Monday, September 4, 2000
Oak Creek The Oak Creek Board of Trustees meets tonight to discuss how to go about picking a town manager.
The town has invited the regional field manager of the Colorado Department of Local Affairs, Cathy Shipley, and Hayden Town Manager Rob Straebel to talk to the board and the public about the town manager position.
"A lot of the meeting is going to be about how we will go about doing this," Mayor Deb VanGundy said.
Trustees also instructed acting treasurer Nancy Stahoviak to collect job descriptions and salaries of town managers from around the state for the board to review.
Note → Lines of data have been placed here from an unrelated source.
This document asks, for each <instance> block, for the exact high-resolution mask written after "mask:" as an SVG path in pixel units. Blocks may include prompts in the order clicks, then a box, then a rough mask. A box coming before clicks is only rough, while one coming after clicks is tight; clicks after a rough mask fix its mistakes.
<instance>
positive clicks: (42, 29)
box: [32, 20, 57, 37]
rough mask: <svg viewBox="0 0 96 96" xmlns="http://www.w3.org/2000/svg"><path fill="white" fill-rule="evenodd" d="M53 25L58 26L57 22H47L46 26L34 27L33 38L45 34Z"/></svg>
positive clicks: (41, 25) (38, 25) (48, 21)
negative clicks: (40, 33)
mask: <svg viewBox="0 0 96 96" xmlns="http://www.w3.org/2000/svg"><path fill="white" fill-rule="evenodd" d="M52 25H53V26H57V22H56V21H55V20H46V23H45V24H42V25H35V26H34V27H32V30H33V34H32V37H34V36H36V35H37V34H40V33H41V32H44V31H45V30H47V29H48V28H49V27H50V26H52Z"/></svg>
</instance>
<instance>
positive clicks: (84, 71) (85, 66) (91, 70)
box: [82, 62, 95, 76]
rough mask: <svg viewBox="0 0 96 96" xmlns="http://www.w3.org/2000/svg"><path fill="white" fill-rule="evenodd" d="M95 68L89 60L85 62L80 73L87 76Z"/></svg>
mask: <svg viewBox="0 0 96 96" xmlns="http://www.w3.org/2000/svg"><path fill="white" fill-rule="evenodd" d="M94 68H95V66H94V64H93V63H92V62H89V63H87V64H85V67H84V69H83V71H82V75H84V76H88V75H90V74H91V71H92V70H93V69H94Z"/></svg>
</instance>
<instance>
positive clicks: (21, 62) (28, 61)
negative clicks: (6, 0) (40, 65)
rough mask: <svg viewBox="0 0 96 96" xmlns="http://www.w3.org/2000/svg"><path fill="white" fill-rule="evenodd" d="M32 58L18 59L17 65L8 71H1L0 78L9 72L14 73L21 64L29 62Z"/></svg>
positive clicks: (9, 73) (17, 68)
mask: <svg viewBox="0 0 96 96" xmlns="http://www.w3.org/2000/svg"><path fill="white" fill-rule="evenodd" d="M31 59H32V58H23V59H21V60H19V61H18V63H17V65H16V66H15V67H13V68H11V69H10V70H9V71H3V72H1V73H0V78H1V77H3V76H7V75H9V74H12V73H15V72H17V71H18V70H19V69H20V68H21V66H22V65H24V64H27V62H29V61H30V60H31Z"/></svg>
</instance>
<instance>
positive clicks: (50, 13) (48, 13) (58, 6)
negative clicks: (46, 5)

From that information, the trustees will attempt to create their own job description for an Oak Creek town manager, which will include the responsibilities of the treasurer.
The public meeting to discuss the town manager proposal will begin at 7 o'clock tonight at the Oak Creek Town Hall.
Towns making the move to create the position usually need someone to oversee finances and administrative duties in all departments, Shipley said.
"Without a person over that, it's difficult," she said.
Though she wasn't completely familiar with Oak Creek's specific challenges, Shipley said money usually is the biggest hurdle that towns face when creating a town manager position.
"How you pay for it is an issue you're going to have to grapple with," she said.
Of the job descriptions and salaries collected, Hayden and Kremmling's are probably the most comparable since they're similar in size to Oak Creek, Stahoviak said.
In Hayden, compensation for the town manager position starts at $41,500 and tops out at $48,000. The Kremmling position starts at $40,000 and goes to $60,000.
Oak Creek trustees had thrown around the figure of $50,000 when they first began discussing salaries, but that was just a figure to start with.
County Commissioner Dan Ellison was Hayden's manager from 1984 to 1994. Though he was part time and was paid around $20,000 a year, the benefit of having him find available grant money to cover the cost of town projects and have the time to go after them paid for the position, he said.
"I paid for may salary 10 times over with the grants that I got," Ellison said.
Fellow County Commissioner Stahoviak agreed, and said that Oak Creek would have the benefit of getting grants that it otherwise couldn't go after because the town employees simply don't have the time.